Леля (Ляля) — мифологический персонаж у восточных славян, женское имя, вероятно возник под влиянием православия и христианизации, как часть песенного куплета.[1]





Мифологический архетип образа

Предположение о существовании «богини» Лели и «бога» Леля у славян основано исключительно на припеве свадебных и других народных песен — и современные учёные вычеркнули Леля из числа славянских языческих богов.К:Википедия:Статьи без источников (тип: не указан)[источник не указан 3089 дней]

Припев, в разных формах — лелю, лелё, лели, люли — встречается в русских песнях; в сербских «кралицких» песнях (троицких) величальных, имеющих отношение к браку, он встречается в виде лельо, лелё, в болгарской великодной и лазарской — в форме леле. Таким образом припев восходит в глубокую древность.

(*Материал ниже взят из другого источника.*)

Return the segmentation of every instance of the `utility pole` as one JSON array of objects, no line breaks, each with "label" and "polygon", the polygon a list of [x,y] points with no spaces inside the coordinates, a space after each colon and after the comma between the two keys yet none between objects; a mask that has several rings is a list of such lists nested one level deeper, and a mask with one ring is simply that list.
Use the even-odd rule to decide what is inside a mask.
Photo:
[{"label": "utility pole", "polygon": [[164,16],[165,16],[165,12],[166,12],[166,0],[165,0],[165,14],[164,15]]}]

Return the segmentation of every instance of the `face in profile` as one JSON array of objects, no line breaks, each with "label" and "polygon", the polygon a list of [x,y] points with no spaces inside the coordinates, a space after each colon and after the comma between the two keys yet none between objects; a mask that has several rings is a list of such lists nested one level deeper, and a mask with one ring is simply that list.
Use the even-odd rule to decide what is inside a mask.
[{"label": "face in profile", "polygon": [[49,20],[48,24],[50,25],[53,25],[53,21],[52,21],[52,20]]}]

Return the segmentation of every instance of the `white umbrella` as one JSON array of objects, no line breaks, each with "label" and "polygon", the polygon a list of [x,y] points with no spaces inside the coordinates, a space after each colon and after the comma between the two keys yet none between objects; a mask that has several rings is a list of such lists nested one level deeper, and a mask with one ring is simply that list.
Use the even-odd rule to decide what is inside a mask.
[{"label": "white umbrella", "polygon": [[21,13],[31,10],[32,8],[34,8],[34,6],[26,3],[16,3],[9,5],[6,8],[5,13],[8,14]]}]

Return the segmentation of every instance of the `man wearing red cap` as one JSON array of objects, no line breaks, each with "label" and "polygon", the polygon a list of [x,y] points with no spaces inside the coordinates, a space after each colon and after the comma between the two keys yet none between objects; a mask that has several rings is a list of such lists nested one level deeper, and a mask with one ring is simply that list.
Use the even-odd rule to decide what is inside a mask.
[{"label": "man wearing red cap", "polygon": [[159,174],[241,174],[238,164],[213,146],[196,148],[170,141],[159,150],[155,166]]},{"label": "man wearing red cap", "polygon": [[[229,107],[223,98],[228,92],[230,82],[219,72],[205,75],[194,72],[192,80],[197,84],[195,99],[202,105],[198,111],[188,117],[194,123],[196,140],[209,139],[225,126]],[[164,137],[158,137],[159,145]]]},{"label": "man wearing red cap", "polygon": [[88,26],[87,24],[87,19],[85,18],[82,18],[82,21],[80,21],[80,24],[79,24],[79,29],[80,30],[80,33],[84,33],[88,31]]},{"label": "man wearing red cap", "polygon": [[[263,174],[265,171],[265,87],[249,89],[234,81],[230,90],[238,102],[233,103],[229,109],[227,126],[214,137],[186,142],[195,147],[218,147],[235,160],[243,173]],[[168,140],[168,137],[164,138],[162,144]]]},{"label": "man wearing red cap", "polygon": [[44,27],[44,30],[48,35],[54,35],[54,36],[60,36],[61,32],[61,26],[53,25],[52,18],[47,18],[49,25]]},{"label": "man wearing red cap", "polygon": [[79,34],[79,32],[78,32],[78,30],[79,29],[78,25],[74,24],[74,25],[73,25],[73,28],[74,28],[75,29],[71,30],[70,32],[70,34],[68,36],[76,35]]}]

Старинный польский припев лелюм (если он действительно существовал в этой форме с «м») А. А. Потебня объясняет через сложение лелю с «м» из дательного падежа «ми», как в украинском(русинском) «щом» (вместо «що ми»). В припеве «полелюм» (если он верно передан польскими историографами) «по» может быть предлогом; ср. белорусские припевы: люли и о люлюшки"[2]. Соображения об этимологическом значении припева лелю и проч. высказаны Вс. Миллером[3]. и А. А. Потебней[4].

И. Н. Данилевский пишет:
Многочисленные попытки увидеть в славянской мифологической системе подобие античной модели предпринимались со времен Яна Длугоша с его знаменитой «Historia Polonica» (XV в.) вплоть до Ломоносова и Татищева. Иногда результатами подобного «домысления» фактов славянской мифологии становились искусственно созданные мифологические персонажи, в реальных традициях не существовавшие (образцами т. н. «кабинетной мифологии» являются Лель, Лада, Коляда, Курент и пр.)[5]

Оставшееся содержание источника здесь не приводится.